FINANZIAMENTO A FONDO PERDUTO FINO AL 70% PER PROGETTI DI COOPERAZIONE INTERNAZIONALE

PREMESSE:
Ai sensi della L.R. 12/2002, la Regione Emilia-Romagna intende continuare e consolidare il proprio ruolo in ambito di cooperazione internazionale, rilanciando la necessità di uno sviluppo condiviso e di una cooperazione che oltrepassi barriere e confini nazionali. I paesi coinvolti per i possibili progetti di sono i seguenti:

Africa: Burundi, Burkina Faso, Camerun, Campi Profughi Saharawi e Territori liberati, Costa D’Avorio, Etiopia, Kenya, Marocco, Mozambico, Senegal, Tunisia, Territori Autonomia Palestinese.

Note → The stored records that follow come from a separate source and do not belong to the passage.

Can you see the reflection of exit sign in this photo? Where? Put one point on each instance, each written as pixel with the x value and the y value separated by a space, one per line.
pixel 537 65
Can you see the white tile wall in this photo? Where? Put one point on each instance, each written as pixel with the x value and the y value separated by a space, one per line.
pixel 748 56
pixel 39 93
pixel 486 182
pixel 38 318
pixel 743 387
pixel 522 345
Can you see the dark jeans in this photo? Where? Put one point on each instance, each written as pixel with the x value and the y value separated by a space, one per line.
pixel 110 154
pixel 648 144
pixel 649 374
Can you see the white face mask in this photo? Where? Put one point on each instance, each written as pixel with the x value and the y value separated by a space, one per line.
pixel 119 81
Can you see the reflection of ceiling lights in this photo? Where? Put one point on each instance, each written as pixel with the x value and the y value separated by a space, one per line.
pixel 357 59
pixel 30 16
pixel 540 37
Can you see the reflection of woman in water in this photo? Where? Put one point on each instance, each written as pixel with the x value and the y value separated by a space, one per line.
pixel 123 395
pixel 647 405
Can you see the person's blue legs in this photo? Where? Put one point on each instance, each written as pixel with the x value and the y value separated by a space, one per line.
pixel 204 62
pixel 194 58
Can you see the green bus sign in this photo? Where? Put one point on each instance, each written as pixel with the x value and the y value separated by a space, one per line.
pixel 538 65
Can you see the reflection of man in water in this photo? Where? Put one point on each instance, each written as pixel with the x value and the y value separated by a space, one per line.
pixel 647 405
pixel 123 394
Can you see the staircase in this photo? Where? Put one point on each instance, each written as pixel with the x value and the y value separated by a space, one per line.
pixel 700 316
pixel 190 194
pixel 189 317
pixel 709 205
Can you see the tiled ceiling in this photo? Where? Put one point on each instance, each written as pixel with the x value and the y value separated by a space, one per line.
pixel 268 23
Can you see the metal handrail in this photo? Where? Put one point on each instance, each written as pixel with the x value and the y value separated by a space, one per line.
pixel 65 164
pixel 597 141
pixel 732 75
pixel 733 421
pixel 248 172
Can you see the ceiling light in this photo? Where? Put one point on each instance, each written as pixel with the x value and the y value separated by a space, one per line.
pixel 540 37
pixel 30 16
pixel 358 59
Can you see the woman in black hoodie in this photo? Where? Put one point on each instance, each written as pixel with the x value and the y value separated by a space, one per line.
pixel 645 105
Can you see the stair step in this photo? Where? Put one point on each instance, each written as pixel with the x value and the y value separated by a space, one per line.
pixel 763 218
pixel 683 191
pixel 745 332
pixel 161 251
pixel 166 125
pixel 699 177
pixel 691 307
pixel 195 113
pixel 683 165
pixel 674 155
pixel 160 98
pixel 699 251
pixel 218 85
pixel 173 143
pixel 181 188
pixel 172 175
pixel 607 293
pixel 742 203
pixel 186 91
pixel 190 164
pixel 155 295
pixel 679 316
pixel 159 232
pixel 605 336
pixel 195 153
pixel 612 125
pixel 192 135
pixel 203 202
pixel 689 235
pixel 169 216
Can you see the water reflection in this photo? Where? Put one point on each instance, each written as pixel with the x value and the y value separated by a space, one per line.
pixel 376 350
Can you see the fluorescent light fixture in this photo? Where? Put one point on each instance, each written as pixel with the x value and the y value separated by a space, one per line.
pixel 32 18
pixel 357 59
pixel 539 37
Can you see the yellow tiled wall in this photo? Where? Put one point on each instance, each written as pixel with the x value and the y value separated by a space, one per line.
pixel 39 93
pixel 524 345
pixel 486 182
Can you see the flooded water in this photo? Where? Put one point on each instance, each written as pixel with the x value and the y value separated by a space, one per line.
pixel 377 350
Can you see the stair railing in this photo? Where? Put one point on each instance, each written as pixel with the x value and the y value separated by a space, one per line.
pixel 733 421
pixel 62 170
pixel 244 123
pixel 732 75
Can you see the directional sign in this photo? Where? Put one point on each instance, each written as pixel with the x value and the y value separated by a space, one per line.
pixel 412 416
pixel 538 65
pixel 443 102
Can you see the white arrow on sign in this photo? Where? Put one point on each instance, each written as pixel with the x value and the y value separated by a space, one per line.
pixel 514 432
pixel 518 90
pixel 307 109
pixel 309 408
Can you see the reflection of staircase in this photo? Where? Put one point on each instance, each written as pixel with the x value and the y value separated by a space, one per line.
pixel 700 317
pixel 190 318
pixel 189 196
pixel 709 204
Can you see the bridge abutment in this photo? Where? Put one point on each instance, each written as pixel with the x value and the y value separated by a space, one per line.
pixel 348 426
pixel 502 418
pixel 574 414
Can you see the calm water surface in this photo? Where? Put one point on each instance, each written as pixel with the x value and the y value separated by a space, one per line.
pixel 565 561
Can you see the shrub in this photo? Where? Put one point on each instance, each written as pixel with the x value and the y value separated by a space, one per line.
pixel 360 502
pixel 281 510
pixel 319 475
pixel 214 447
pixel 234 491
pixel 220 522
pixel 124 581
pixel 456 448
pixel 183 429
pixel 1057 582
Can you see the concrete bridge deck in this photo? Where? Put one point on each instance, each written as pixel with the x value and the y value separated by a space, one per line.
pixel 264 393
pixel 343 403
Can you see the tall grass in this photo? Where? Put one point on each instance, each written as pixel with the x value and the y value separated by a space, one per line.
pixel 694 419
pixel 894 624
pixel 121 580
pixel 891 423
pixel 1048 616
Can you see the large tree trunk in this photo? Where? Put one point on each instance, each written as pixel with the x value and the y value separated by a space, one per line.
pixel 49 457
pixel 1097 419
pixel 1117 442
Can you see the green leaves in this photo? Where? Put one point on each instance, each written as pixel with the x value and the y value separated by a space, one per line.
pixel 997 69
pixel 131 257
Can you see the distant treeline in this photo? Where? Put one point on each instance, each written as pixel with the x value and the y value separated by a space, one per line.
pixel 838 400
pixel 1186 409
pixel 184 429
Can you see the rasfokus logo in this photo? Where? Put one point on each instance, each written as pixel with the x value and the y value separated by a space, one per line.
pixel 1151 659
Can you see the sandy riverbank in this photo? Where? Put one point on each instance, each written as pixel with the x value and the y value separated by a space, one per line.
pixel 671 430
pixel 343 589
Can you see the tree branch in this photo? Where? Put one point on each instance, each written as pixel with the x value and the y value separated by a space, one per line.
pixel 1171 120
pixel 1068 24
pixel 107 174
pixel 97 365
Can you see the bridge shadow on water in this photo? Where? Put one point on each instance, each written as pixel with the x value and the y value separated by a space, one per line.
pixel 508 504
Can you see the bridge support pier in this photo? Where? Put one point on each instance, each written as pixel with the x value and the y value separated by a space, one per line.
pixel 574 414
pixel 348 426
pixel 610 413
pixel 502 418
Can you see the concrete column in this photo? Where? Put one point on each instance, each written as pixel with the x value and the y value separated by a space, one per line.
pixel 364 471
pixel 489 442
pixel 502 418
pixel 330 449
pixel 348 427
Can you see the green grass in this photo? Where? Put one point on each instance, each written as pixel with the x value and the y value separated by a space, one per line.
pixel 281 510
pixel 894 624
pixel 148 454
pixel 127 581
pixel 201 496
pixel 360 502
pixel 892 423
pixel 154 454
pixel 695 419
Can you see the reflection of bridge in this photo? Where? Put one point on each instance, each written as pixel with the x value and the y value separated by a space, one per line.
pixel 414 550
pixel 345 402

Est-Europa: Bielorussia, Ucraina.

BENEFICIARI:
Il bando è rivolto ai soggetti della cooperazione internazionale, in particolare:

  • Organizzazioni Non Governative (ONG);
  • Onlus;
  • Organizzazioni di Volontariato;
  • Associazioni di Promozione Sociale;
  • Cooperative Sociali;
  • Enti Locali.

I beneficiari devono avere sede legale o sede operativa in Regione Emilia-Romagna ed essere presenti in maniera attiva nel territorio.

Il soggetto proponente non deve avere in corso più di due progetti sullo stesso paese (compresi i progetti eventuali di emergenza o strategici) alla data di chiusura del bando.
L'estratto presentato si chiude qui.